Although other ions such as sodium and chloride have been linked to excitotoxic neurodegeneration in certain models,(20),(21) Choi and colleagues(22),(23) described the dependence of glutamate neurotoxicity on Ca2+ influx. They showed that, while the initial cell swelling upon transient glutamate exposure is dependent on the presence of extracellular Na+, most neurons degenerate over the next 24 hours even in the absence of Na+. However, if Ca2+ was omitted during the glutamate challenge, a large proportion of neurons were protected.
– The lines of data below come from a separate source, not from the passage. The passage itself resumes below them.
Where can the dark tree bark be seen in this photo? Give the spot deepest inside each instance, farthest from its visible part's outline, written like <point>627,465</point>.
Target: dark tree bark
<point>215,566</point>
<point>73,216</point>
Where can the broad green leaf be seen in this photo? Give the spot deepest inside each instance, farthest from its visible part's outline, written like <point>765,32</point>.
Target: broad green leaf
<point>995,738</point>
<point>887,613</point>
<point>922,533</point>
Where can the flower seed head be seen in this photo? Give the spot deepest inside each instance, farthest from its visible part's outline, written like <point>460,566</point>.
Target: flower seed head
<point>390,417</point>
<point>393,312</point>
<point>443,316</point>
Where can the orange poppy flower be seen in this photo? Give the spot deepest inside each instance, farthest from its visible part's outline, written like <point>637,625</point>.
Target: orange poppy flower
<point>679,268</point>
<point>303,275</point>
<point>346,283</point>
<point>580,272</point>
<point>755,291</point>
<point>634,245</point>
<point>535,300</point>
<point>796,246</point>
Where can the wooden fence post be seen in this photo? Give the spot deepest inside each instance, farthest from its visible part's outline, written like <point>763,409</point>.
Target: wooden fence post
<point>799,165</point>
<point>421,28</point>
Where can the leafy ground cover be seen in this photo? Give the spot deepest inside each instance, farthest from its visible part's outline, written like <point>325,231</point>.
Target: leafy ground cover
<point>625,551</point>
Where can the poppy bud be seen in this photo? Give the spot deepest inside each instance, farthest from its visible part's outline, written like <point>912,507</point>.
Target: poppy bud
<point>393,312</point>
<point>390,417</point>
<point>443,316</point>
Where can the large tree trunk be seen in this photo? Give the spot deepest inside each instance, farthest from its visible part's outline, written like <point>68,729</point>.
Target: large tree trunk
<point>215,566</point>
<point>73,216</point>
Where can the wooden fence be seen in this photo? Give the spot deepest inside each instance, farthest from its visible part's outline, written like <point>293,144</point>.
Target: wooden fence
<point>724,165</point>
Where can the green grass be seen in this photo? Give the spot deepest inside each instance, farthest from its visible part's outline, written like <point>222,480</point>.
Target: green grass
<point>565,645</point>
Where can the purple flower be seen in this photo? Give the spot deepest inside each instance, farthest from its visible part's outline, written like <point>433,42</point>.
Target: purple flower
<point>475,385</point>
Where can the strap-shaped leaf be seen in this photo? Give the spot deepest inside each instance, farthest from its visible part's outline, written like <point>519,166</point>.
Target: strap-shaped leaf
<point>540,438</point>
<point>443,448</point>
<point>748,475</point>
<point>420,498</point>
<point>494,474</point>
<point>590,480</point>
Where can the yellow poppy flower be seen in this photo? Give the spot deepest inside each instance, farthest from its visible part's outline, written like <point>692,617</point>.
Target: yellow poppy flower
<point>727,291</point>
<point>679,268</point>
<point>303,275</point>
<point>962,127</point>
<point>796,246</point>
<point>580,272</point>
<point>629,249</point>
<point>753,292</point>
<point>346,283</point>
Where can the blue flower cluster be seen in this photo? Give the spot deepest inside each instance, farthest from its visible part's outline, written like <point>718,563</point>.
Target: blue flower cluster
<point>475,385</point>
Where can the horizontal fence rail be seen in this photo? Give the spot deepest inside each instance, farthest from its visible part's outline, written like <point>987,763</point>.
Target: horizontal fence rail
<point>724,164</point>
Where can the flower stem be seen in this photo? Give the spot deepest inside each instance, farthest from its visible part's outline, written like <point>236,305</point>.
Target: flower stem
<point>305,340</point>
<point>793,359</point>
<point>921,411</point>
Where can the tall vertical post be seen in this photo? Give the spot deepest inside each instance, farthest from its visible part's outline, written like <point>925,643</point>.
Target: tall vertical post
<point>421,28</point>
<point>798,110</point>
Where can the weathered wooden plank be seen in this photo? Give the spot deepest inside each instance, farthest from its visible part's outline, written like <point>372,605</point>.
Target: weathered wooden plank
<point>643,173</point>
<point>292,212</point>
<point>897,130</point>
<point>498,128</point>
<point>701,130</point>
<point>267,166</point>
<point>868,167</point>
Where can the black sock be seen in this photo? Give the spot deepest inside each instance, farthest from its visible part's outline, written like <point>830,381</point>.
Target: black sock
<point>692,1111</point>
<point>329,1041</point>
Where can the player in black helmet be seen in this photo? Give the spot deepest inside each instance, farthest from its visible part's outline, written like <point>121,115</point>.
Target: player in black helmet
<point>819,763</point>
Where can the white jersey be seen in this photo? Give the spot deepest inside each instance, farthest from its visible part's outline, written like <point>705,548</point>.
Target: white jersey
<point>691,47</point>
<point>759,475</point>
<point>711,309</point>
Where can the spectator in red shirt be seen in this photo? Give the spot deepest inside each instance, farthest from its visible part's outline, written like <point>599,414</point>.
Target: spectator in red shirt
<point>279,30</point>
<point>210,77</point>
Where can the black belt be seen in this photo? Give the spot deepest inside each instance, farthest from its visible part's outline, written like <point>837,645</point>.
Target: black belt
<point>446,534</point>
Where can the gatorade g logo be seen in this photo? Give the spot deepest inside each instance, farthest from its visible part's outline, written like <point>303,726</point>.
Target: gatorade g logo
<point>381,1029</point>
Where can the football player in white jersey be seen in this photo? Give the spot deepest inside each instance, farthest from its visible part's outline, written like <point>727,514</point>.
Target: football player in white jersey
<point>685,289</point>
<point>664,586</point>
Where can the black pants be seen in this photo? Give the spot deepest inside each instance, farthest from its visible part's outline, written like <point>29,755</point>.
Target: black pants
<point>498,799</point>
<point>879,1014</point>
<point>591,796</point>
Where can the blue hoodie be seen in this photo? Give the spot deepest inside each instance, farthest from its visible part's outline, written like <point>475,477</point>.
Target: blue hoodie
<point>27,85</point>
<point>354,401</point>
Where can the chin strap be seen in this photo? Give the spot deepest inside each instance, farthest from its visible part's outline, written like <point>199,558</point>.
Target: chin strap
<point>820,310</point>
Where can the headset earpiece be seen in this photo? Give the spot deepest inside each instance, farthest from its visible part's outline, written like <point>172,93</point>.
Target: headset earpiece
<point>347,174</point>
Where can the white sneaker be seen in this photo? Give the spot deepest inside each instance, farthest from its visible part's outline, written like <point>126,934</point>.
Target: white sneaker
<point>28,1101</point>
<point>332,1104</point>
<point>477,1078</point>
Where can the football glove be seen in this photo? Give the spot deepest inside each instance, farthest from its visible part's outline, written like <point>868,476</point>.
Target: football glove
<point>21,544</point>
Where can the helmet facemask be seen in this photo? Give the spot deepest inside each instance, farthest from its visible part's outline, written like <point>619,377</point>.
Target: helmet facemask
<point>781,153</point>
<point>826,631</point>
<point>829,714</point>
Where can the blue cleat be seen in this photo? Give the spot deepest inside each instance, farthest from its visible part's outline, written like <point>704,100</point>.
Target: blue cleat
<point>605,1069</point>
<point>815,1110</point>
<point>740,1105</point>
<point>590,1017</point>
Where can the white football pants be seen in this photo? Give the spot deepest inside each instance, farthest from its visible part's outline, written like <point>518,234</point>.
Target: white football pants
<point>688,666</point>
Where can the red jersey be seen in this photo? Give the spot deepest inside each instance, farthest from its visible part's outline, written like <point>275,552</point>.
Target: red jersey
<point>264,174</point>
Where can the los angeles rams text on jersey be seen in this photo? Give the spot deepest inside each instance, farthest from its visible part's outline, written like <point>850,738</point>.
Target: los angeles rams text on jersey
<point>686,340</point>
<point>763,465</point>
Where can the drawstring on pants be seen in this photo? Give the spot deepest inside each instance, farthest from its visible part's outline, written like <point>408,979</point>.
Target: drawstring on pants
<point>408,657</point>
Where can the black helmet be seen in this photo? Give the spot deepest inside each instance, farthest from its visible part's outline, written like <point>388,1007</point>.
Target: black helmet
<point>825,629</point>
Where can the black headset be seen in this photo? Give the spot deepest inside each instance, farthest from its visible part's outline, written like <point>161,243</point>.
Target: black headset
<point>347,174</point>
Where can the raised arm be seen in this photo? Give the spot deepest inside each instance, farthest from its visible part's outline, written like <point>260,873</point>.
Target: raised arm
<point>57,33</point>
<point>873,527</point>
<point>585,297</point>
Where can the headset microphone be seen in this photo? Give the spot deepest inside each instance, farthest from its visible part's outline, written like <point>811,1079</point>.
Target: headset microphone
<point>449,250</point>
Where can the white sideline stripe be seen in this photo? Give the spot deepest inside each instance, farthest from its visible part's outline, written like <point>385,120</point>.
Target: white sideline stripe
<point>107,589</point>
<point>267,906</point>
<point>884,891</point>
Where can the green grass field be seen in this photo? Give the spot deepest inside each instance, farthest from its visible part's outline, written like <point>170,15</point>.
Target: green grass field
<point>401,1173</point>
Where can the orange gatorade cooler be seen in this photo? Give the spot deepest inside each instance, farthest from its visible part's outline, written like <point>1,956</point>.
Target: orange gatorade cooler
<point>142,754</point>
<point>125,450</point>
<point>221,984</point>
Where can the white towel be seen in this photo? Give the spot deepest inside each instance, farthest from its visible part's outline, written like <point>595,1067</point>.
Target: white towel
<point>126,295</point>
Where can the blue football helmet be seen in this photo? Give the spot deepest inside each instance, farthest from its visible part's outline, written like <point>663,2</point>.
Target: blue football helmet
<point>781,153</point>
These observations led to the "calcium-mediated excitotoxicity" hypothesis. Several studies showed a high degree of correlation between the amount of cellular Ca2+ load and glutamate toxicity.(24),(25),(26) However, this correlation seems to be only valid for glutamate induced Ca2+ uptake. Other routes of Ca2+ influx such as activation of voltage sensitive calcium channels (VSCC) by high extracellular potassium concentrations are not neurotoxic even if they produce a Ca2+ uptake that is comparable or exceeds that resulting from NMDA receptor stimulation.(25),(26) While glutamate produces a linear correlation between Ca2+ and neurodegeneration, NMDA elicited Ca2+ accumulation is not linearly related to cell death. Thus, at low NMDA concentrations (<30 μM), NMDA is able to induce Ca2+ influx, but fails to produce neurodegeneration.(25)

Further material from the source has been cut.